Analyze a distribution
Analyze the distribution of numeric properties that describe people, their behaviors, and how they traverse through your experience using Scuba's distribution view.
Why use distributions? Sometimes it’s not enough to know what the average user is like in your experience. For example, if you have different user segments who exhibit different behaviors, you might find that there are different modes according to your usage metrics. Or you might want to look for power users who act like extreme outliers. Distributions can help illuminate these cases.
Use distribution view
To get started:
In the left menu bar, click Apps, then in the center panel click Distribution.
In the Event property field, pick an actor property, event property, or flow property. Only numeric properties are available.
In the Starting and Ending fields, select a time range you want to examine that property over.
Hit GO. Scuba suggests a default binning and displays a histogram.
For example, say your data set has an actor property BodyHeight. In this example, you might select a BodyHeight actor property. When you press GO, you’ll see a histogram of your user height.
Adjust the range
To look at one part of the distribution, you can apply a filter to your property. You can do this in either of two ways:
You can explicitly define limits, using the "Filtered to" line in the query builder. For example, if BodyHeight is in units of inches and you want to look at people greater than 6 feet tall, apply “Filtered to BodyHeight is greater than 72” to the original binning property.

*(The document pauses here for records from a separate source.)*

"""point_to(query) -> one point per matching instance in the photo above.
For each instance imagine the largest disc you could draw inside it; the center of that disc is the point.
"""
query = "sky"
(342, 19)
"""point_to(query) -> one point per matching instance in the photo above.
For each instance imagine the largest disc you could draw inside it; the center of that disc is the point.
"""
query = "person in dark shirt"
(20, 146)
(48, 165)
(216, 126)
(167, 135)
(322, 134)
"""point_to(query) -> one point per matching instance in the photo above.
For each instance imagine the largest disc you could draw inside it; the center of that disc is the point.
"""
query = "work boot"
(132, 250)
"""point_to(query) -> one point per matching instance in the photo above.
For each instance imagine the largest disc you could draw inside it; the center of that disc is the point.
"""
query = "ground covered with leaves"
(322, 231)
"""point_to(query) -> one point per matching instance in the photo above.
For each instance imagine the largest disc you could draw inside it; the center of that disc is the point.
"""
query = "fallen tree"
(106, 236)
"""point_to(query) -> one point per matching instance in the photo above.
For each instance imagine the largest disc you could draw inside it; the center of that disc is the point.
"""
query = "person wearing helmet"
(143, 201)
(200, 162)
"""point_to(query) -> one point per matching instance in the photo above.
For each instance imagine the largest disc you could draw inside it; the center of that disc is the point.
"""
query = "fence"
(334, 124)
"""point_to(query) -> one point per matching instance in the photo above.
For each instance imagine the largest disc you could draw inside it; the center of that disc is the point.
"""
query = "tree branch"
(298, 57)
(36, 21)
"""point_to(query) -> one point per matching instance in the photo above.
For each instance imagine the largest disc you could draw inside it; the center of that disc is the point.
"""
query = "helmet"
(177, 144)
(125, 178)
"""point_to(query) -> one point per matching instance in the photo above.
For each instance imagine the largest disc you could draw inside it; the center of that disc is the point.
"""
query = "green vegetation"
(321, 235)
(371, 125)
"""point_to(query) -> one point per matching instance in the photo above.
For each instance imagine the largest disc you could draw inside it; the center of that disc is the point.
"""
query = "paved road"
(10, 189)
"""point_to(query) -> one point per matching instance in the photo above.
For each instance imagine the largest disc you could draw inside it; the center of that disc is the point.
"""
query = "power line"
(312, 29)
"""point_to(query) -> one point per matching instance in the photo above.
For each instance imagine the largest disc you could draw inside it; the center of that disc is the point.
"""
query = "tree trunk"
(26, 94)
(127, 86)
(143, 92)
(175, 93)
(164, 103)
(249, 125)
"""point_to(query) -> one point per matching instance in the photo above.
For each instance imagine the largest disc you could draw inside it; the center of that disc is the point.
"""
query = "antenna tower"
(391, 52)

Or, to zoom in on any particular bin, click the bin and then click Zoom in. Scuba applies the relevant filters in your query.
Whichever way you filter the range, zoom out by clicking the trash icons next to the value filter.
Note that ranges (and percentiles) identify inclusive and exclusive elements. A bracket indicates an inclusive range, and a parenthesis indicates an exclusive range. For example, integers described with this notation are as follows:
(0, 3) = 1, 2.
[0, 3) = 0, 1, 2.
[0, 3] = 0, 1, 2, 3.
Adjust display units
At the top right of the screen, click Chart options to adjust the units that the chart displays in. The top sections of the chart options dialog is standardized across Explore and apps, and the section on the bottom is specific to distribution view. Combinations of chart options unlock a variety of display options.
To display the y-axis in percentiles:
At the top right of the screen, click Chart options.
Under Format, change auto to percent.
Under Additional Distribution View Options:
Select Show normalized distribution.
Select Show cumulative distribution.
Regardless of the chart options selected, the tool tip always displays the percentile (along with normalized percent and cumulative).
To adjust the binning while you are zooming or adjusting the range, click Modify Bin+Measure.
You can adjust the bin size or count. When you pick one, Scuba automatically recalculates the other based on the range of values in your bin property and applied filters.
Adjusting binning also lets you create interesting analyses. When investigating event properties, you can bin by either a count of all events, over a property, or over a calculation of a property.
Example: Analyze song lengths
As a basic example, consider a music service dataset with an event property called SongLength.
If you are interested in the distribution of songs played over the past couple weeks, irrespective of the unique songs, then distribute across SongLength, using the default query.
However, if you are more interested in seeing the distribution of unique songs, then click Modify Bin+Measure. The default measure specified is count of events. To count the unique songs played, in the Measure field, select Song. As a result, you will get a distribution of SongLength for unique songs.
Bin by a calculated property
You can go beyond counting unique things: you can sum or average different properties over your binning property. Do this by creating bins based on a count or other function (sum, percentile, and so on) of a specific attribute.
Let’s return to our original example binning property: SongLength. To learn how SongLength relates to total play for all song plays, adjust your measure to sum of SongLength. Your resulting distribution might not look like a Gaussian curve anymore, but you might be able to discover whether your users spend more time playing shorter or longer songs.
Example: Find total spending per age bracket
For example, consider a commerce dataset with an event property called Age.
If you are interested in the distribution of all types of events, you can select the Age event property and filter to all events.
But you can also find the distribution of total money spent per age bracket, as follows:
Under Distribute a property, click the first line and select the Age event property from the dropdown.
Filter to events with action that matches purchase_confirmed.
In the line that says Filtered to all events, click all events and type action to find the action event property.
Select action from the list. The UI updates to say Filtered to events with action that matches ...
Click the ellipses and select the value of interest from the dropdown. In this example, the value is purchase_confirmed.
Click Modify Bin+Measure.
Adjust the Binning: count to 10 and size to 5 to see fewer bins with more data in each.
The default measure specified is Measure count of events. Modify to Measure sum of price as follows:
Click count to access the list of available functions.
Click events to access the list of available properties.
Start typing and select price.
The result is a distribution of total money spent per age group in August 2021.